Cisco is not the only big fish missing from the initial membership roster; also missing is Avaya and IBM. Both of these companies will likely join as the UCIF broadens its UC scope and projects. Voice isn’t getting much initial love from the UCIF which is probably more reflective of its charter members than actual interoperability needs. Regrettably, keeping the focus narrow initially may be critical to success. UC has a tendency to become cripplingly broad if unrestricted – the roster could easily expand to carriers, cloud vendors (Skype, Google), mobility, and traditional voice vendors. As it is, the UCIF is attempting to create application level interoperability; this is a major and fairly unique undertaking.
One other area of concern is the lack of opportunity for end user involvement with the UCIF. It is currently set up as an “by the vendors, for the vendors” organization, but its success depends on meeting end-user requirements. I understand the logic – that the vendors respond to customer requirements, and the UCIF becomes a tool to help meet those requirements. It assumes the vendors not only understand customer requirements and priorities, but agree on them. An end-user advisory board to the UCIF could be invaluable.
This is an exciting time. UC is rapidly evolving and its wonderful to see cross vendor support to create a more powerful solution. It should also be interesting (entertaining?) to see how the UCIF actually sets-up internal communications and collaboration. Maybe, just agreeing how this group of vendors holds their meeting is all the work the UCIF really needs to do.

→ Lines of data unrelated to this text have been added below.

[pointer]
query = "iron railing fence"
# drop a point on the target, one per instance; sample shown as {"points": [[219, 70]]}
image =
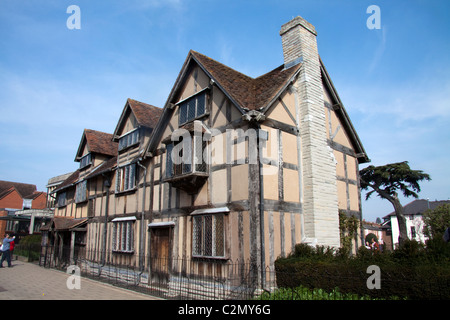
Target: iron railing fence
{"points": [[216, 279]]}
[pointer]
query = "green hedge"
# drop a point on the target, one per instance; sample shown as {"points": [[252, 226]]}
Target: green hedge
{"points": [[413, 271]]}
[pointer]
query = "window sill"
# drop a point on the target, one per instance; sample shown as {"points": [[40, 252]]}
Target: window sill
{"points": [[123, 251], [126, 192], [207, 258]]}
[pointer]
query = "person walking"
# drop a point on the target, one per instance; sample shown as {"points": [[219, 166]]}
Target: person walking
{"points": [[11, 248], [6, 254]]}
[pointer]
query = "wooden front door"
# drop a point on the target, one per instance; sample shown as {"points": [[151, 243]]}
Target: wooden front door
{"points": [[160, 253]]}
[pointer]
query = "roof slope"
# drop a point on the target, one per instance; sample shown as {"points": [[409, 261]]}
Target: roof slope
{"points": [[420, 206], [24, 189], [146, 115], [249, 93], [101, 142]]}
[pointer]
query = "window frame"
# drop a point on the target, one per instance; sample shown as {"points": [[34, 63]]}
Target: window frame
{"points": [[197, 160], [83, 162], [129, 139], [123, 235], [81, 192], [62, 199], [184, 107], [209, 234], [126, 178]]}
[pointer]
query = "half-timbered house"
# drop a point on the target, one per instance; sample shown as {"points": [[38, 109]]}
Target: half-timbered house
{"points": [[232, 168]]}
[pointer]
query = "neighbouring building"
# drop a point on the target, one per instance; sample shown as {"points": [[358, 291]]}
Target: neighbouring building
{"points": [[414, 220], [19, 204], [232, 168]]}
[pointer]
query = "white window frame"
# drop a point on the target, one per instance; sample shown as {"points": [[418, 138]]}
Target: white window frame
{"points": [[209, 233], [194, 103], [126, 178], [81, 192], [129, 139], [85, 160], [197, 157], [123, 235], [62, 199]]}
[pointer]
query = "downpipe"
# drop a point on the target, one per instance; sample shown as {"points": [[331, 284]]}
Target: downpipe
{"points": [[141, 242]]}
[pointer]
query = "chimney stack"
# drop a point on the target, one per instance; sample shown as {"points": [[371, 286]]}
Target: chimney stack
{"points": [[298, 38], [318, 169]]}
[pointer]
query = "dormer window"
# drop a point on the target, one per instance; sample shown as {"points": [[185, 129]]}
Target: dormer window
{"points": [[185, 157], [129, 139], [85, 161], [192, 107], [126, 178], [187, 161]]}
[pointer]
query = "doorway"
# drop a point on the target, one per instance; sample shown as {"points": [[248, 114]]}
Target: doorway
{"points": [[160, 257]]}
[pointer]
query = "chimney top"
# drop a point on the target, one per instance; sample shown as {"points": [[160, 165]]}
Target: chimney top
{"points": [[295, 22], [298, 38]]}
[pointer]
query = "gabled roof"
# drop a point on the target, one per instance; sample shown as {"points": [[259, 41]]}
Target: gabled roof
{"points": [[24, 189], [245, 92], [248, 93], [97, 142], [64, 223], [259, 93], [419, 207], [146, 115], [69, 182], [341, 113]]}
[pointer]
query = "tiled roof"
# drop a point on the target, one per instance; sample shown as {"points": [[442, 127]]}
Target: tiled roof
{"points": [[100, 142], [250, 93], [63, 223], [24, 189], [420, 206], [105, 166], [71, 180], [146, 114]]}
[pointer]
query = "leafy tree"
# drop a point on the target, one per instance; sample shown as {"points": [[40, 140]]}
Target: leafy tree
{"points": [[387, 180], [436, 221]]}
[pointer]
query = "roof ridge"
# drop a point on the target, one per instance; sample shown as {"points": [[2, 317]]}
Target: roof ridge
{"points": [[205, 56]]}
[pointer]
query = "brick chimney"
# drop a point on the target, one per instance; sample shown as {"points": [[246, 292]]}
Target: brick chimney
{"points": [[318, 169]]}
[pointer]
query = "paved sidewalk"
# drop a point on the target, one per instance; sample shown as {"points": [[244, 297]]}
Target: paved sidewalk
{"points": [[27, 281]]}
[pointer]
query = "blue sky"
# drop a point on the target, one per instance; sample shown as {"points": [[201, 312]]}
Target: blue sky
{"points": [[394, 82]]}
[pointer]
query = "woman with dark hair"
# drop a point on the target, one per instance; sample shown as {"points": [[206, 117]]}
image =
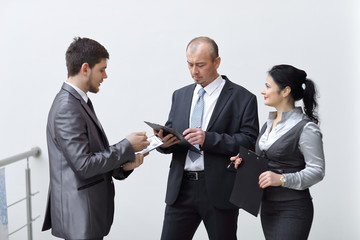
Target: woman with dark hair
{"points": [[292, 142]]}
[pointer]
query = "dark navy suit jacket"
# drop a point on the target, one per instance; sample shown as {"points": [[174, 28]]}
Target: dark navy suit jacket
{"points": [[234, 122]]}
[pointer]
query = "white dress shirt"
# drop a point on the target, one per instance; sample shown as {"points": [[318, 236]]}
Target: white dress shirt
{"points": [[211, 95], [310, 145], [79, 91]]}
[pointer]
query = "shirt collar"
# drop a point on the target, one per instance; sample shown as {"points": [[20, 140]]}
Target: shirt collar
{"points": [[286, 115], [79, 91], [209, 89]]}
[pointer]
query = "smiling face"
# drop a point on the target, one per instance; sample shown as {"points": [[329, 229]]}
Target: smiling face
{"points": [[203, 68], [96, 76], [271, 92]]}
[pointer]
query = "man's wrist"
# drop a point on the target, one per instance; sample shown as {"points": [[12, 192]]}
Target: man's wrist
{"points": [[282, 180]]}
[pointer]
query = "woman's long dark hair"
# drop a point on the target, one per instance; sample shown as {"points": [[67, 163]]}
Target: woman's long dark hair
{"points": [[289, 76]]}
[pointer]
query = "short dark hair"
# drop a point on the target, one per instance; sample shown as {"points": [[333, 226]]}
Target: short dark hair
{"points": [[289, 76], [84, 50], [214, 50]]}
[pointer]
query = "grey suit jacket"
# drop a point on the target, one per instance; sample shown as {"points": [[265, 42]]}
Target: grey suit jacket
{"points": [[81, 192]]}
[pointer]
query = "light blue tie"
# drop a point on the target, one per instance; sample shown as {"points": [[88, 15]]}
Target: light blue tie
{"points": [[196, 120]]}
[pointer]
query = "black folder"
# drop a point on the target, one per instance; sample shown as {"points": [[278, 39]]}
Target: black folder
{"points": [[246, 193], [183, 142]]}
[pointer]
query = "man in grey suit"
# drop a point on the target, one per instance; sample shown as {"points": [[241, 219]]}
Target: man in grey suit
{"points": [[82, 163]]}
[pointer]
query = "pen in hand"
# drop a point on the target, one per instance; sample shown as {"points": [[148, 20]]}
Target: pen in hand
{"points": [[233, 161]]}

Dave is an independent analyst and founder of TalkingPointz which is focused on enterprise communications. In addition to this (free and paid) content on TalkingPointz, he contributes to industry sites, can be found at major industry events, and provides advisory services to vendors and financial analysts.
This sounds like good news. Maybe we won't have to use Asterisk in the middle to connect Avaya to Siemens any more.
Dave,
Great analysis of UCIF – I hope I could have nailed all of the caveats that you've raised.